Anesthesiology Clinic, University Hospital of Larissa, 41110 Mezourlo, Greece

Received 27 June 2013; Revised 23 August 2013; Accepted 23 August 2013

Academic Editor: S. Neustein

Copyright © 2013 George Vretzakis et al. This is an open access article distributed under the Creative Commons Attribution License, which permits unrestricted use, distribution, and reproduction in any medium, provided the original work is properly cited.

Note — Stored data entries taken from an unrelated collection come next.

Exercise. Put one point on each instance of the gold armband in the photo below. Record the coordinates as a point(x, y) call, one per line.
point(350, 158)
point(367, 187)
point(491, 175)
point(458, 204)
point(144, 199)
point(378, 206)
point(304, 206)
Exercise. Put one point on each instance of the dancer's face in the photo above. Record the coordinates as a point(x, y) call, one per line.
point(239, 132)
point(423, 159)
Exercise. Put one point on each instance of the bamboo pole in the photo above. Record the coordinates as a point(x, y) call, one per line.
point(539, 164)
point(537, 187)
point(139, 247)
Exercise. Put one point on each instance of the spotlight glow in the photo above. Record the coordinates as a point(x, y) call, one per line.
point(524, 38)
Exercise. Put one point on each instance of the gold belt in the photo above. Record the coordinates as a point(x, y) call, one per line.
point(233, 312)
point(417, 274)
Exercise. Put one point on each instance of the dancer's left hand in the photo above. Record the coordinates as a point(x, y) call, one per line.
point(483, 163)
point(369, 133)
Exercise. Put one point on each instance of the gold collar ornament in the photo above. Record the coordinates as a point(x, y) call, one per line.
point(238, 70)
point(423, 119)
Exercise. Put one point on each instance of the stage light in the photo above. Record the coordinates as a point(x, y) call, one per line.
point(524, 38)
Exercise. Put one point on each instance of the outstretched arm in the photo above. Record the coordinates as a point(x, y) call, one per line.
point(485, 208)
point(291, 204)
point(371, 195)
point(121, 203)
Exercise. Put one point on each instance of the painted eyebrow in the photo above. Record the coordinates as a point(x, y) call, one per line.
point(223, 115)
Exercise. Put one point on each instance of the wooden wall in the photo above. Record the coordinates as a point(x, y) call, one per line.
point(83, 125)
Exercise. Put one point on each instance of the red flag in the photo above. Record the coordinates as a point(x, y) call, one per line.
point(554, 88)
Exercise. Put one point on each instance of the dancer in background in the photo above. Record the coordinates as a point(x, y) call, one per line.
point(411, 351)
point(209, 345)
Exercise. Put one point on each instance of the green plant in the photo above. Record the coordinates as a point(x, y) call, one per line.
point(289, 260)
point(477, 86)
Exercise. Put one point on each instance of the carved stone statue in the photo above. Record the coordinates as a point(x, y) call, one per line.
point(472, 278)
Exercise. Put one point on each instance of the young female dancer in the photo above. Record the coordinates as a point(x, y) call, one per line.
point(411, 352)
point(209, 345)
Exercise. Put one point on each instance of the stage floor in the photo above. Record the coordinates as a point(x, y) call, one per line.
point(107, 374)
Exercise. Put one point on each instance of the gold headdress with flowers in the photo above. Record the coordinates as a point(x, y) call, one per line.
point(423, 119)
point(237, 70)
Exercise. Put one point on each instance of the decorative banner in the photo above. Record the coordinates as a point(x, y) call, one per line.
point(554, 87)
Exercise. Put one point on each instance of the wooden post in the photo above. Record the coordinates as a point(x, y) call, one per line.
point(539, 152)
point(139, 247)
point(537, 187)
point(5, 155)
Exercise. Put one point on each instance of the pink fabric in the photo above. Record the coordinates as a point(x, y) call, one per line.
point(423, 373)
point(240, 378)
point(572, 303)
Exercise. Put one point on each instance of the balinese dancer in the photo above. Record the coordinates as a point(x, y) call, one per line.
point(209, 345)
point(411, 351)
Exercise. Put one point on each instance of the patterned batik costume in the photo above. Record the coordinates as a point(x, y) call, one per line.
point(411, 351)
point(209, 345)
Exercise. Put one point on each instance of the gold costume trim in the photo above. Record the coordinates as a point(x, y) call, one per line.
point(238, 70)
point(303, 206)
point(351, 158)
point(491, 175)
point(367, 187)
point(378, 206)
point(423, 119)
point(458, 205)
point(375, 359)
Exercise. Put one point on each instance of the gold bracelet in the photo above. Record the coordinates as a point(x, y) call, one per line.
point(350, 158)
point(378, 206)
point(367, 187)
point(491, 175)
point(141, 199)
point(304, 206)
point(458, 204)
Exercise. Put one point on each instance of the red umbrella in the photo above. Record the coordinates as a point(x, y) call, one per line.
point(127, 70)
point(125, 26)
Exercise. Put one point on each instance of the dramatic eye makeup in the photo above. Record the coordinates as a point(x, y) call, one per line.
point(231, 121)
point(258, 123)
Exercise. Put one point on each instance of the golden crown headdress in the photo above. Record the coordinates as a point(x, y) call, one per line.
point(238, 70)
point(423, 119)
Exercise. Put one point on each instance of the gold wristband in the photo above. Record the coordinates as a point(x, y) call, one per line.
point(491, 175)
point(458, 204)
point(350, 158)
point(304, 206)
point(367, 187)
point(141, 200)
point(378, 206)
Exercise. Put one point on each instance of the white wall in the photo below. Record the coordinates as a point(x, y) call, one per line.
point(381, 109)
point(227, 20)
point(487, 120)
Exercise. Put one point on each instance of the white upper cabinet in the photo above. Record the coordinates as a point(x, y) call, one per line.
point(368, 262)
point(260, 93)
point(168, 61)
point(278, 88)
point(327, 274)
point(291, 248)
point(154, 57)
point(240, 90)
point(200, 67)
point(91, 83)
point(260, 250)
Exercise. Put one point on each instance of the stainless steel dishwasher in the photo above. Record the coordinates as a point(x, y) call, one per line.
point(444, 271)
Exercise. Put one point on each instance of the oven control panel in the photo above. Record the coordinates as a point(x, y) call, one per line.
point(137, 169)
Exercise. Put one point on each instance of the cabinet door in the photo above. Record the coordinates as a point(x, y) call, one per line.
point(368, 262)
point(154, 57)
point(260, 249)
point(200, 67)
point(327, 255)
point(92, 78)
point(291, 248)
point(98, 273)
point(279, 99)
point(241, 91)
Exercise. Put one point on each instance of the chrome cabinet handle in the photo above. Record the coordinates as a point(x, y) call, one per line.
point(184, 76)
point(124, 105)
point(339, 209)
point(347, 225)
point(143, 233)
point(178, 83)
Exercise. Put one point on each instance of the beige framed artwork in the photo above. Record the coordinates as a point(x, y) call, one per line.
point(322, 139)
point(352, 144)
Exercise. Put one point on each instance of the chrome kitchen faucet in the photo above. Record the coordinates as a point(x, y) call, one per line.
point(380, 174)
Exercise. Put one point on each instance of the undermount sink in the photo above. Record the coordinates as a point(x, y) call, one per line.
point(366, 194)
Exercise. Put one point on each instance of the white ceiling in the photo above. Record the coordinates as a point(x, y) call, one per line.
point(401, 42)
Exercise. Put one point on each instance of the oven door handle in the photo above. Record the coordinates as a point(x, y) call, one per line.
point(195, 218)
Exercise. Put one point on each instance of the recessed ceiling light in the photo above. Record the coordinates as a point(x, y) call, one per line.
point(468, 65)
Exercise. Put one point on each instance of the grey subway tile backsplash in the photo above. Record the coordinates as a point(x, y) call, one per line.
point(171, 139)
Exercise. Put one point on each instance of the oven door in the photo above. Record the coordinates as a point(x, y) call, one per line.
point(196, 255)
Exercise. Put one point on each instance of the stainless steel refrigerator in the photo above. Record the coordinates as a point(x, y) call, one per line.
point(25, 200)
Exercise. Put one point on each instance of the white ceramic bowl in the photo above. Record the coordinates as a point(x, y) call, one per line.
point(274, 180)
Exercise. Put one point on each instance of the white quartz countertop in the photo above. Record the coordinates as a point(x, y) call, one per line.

Supraventricular arrhythmias are common rhythm disturbances following pulmonary surgery. The overall incidence varies between 3.2% and 30% in the literature, while atrial fibrillation is the most common form. These arrhythmias usually have an uneventful clinical course and revert to normal sinus rhythm, usually before patent’s discharge from hospital. Their importance lies in the immediate hemodynamic consequences, the potential for systemic embolization and the consequent long-term need for prophylactic drug administration, and the increased cost of hospitalization. Their incidence is probably related to the magnitude of the performed operative procedure, occurring more frequently after pneumonectomy than after lobectomy. Investigators believe that surgical factors (irritation of the atria per se or on the ground of chronic inflammation of aged atria), direct injury to the anatomic structure of the autonomic nervous system in the thoracic cavity, and postthoracotomy pain may contribute independently or in association with each other to the development of these arrhythmias. This review discusses currently available information about the potential mechanisms and risk factors for these rhythm disturbances. The discussion is in particular focused on the role of postoperative pain and its relation to the autonomic imbalance, in an attempt to avoid or minimize discomfort with proper analgesia utilization.